[Flaky Test] Fix Flaky Test SearchTimeoutIT.testSimpleTimeout #16828

kkewwei · 2024-12-11T14:57:55Z

Description

When numDocs=1000:

The testSimpleTimeout will cost several minutes, when scoring each doc, it will cost 500ms, it's a long time to iterating all the doc in queryphase.

OpenSearch/server/src/internalClusterTest/java/org/opensearch/search/SearchTimeoutIT.java

Line 138 in 5aa6509

Thread.sleep(500);
ReaderContext is created before executing queryphase and released after the fetchphase.
the life time of ReaderContext is 1min(determined by search.keep_alive_interval)
If queryPhase costs too much time, the ReaderContext may be released before fetchphase, so the fetch/Id will be failed, which hit the case.

Related Issues

Check List

Functionality includes testing.
API changes companion pull request created, if applicable.
Public documentation issue/PR created, if applicable.

By submitting this pull request, I confirm that my contribution is made under the terms of the Apache 2.0 license.
For more information on following Developer Certificate of Origin and signing off your commits, please check here.

github-actions · 2024-12-11T15:54:12Z

✅ Gradle check result for 51c35eb: SUCCESS

codecov · 2024-12-11T15:55:09Z

Codecov Report

All modified and coverable lines are covered by tests ✅

Project coverage is 72.05%. Comparing base (b5f651f) to head (3a34c9d).
Report is 3 commits behind head on main.

Additional details and impacted files

@@             Coverage Diff              @@
##               main   #16828      +/-   ##
============================================
- Coverage     72.21%   72.05%   -0.16%     
+ Complexity    65335    65231     -104     
============================================
  Files          5318     5318              
  Lines        304081   304081              
  Branches      43995    43995              
============================================
- Hits         219578   219103     -475     
- Misses        66541    66984     +443     
- Partials      17962    17994      +32

☔ View full report in Codecov by Sentry.
📢 Have feedback on the report?

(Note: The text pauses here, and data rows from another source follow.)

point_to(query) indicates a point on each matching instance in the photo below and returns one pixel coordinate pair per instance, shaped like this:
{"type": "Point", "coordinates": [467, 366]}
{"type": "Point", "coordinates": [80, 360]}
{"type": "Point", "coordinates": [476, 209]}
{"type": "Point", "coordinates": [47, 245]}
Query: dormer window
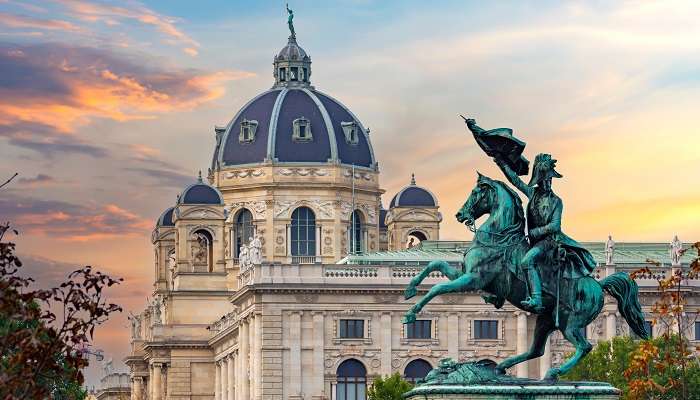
{"type": "Point", "coordinates": [248, 129]}
{"type": "Point", "coordinates": [351, 131]}
{"type": "Point", "coordinates": [302, 130]}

Share it here.

github-actions · 2024-12-13T05:20:09Z

❌ Gradle check result for d1fc8be: FAILURE

Please examine the workflow log, locate, and copy-paste the failure(s) below, then iterate to green. Is the failure a flaky test unrelated to your change?

kkewwei · 2024-12-13T07:26:56Z

❌ Gradle check result for d1fc8be: FAILURE

Please examine the workflow log, locate, and copy-paste the failure(s) below, then iterate to green. Is the failure a flaky test unrelated to your change?

SpecificClusterManagerNodesIT.testElectOnlyBetweenClusterManagerNodes #15944

kkewwei · 2024-12-16T04:07:36Z

@reta @jed326, please have a look when you are free.

jed326

Thanks @kkewwei this was a great find!

reta · 2024-12-16T17:26:24Z

@reta @jed326, please have a look when you are free.

Thanks @kkewwei , I am actually a bit surprised by your findings

If queryPhase costs too much time, the ReaderContext may be released before fetchphase, so the fetch/Id will be failed, which hit the case.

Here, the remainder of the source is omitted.